Nucleic acid manipulations, quantitative real time PCR and DNA microarrays

Standard molecular techniques were used [55]. Transformation of U. maydis and isolation of genomic DNA was performed as described previously [56]. All generated constructs were sequenced prior to U. maydis transformation. Isolated U. maydis transformants were tested for single integration events in the desired loci by southern analysis. To substitute cysteine residues in pep1 by serine, single point mutations were introduced in plasmid p123-pep1 using the “Quick Change Multi” site directed mutagenesis kit (Stratagene, La Jolla, USA). Introduced mutations were confirmed by sequence analysis.

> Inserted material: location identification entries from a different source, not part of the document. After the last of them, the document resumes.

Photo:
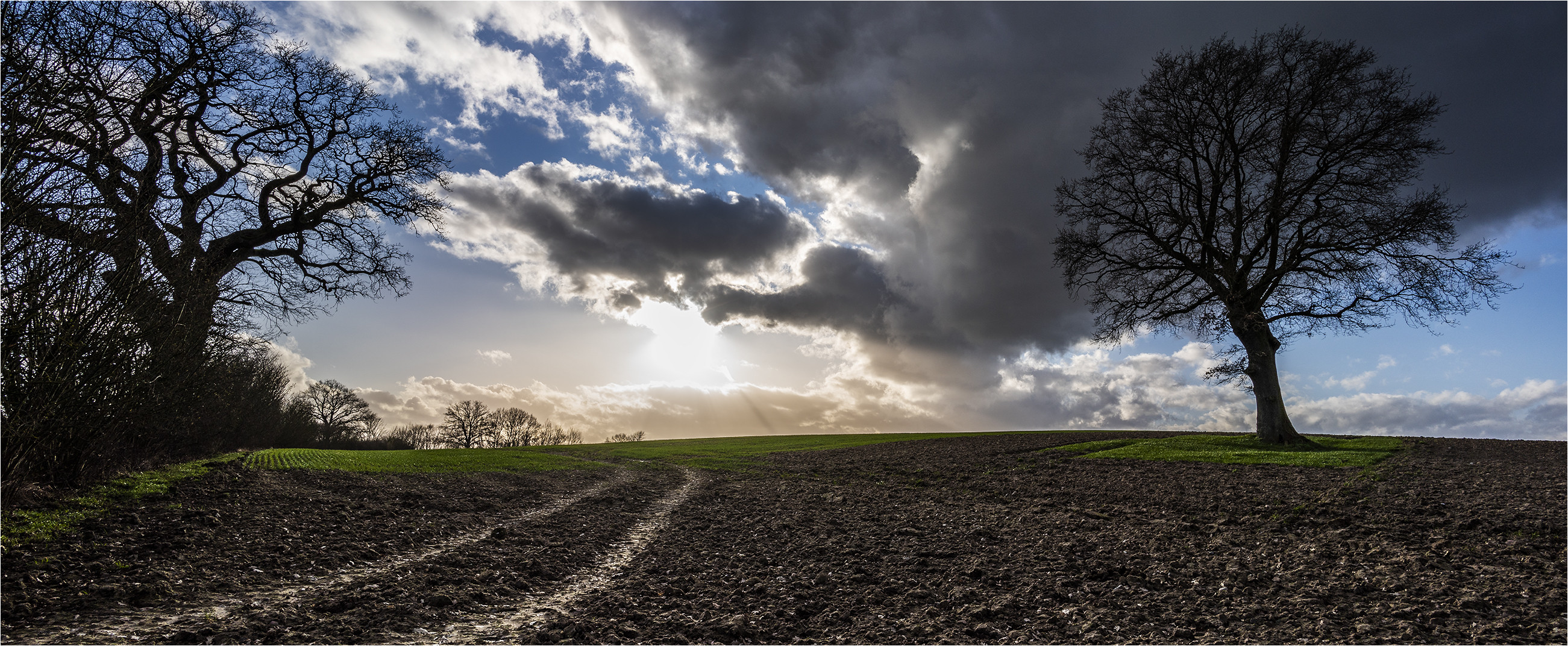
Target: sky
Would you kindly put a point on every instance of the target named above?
(744, 218)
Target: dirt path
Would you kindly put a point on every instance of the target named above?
(968, 540)
(157, 623)
(559, 606)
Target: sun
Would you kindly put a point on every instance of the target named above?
(684, 345)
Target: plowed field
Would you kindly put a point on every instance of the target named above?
(963, 540)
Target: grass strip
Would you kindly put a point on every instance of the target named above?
(727, 454)
(741, 454)
(418, 462)
(21, 527)
(1325, 452)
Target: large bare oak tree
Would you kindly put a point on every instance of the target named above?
(215, 173)
(1266, 190)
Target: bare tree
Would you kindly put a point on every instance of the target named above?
(339, 413)
(416, 435)
(1261, 190)
(220, 176)
(516, 427)
(556, 435)
(468, 425)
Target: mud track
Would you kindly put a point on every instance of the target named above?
(973, 540)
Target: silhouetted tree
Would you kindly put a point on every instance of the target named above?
(556, 435)
(516, 427)
(1261, 190)
(416, 435)
(339, 413)
(468, 425)
(214, 173)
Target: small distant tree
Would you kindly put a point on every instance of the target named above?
(337, 412)
(416, 435)
(556, 435)
(516, 427)
(1261, 192)
(468, 425)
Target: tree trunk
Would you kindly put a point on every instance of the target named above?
(1274, 424)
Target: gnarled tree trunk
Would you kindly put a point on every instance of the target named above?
(1274, 424)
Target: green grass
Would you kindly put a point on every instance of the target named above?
(738, 454)
(731, 454)
(418, 462)
(1325, 452)
(24, 525)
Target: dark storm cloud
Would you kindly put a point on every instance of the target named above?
(845, 289)
(853, 93)
(612, 228)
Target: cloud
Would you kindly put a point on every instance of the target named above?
(927, 140)
(598, 236)
(438, 45)
(1360, 381)
(496, 356)
(293, 364)
(1535, 410)
(668, 410)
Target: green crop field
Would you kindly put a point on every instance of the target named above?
(738, 452)
(29, 525)
(1325, 452)
(418, 462)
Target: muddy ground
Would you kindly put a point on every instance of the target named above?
(970, 540)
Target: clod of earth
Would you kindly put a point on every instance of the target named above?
(970, 540)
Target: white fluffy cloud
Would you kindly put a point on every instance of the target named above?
(927, 136)
(1079, 389)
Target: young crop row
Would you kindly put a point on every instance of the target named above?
(418, 462)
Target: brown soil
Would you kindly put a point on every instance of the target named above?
(971, 540)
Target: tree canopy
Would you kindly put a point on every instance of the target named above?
(220, 175)
(1266, 190)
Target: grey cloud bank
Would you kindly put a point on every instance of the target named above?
(923, 143)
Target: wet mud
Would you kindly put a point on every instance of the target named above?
(970, 540)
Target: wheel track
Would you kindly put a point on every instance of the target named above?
(157, 623)
(533, 613)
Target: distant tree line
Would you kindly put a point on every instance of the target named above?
(176, 183)
(472, 425)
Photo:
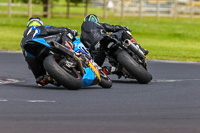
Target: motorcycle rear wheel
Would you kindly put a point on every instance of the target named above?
(67, 80)
(135, 69)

For the Affymetrix microarray experiments, maize plants (Early Golden Bantam) grown in a phytochamber were infected with SG200Δpep1 as described previously and samples of infected tissue were colleted 24 hpi, 1 h before the end of the light period and directly frozen in liquid nitrogen [21]. Samples were collected in three independently conducted experiments by sampling 30 plants per experiment. For RNA isolation, material from the 30 plants was pooled, ground in liquid nitrogen and RNA was extracted with Trizol (Invitrogen, Karlsruhe, Germany) and purified using an RNeasy kit (Qiagen, Hilden, Germany).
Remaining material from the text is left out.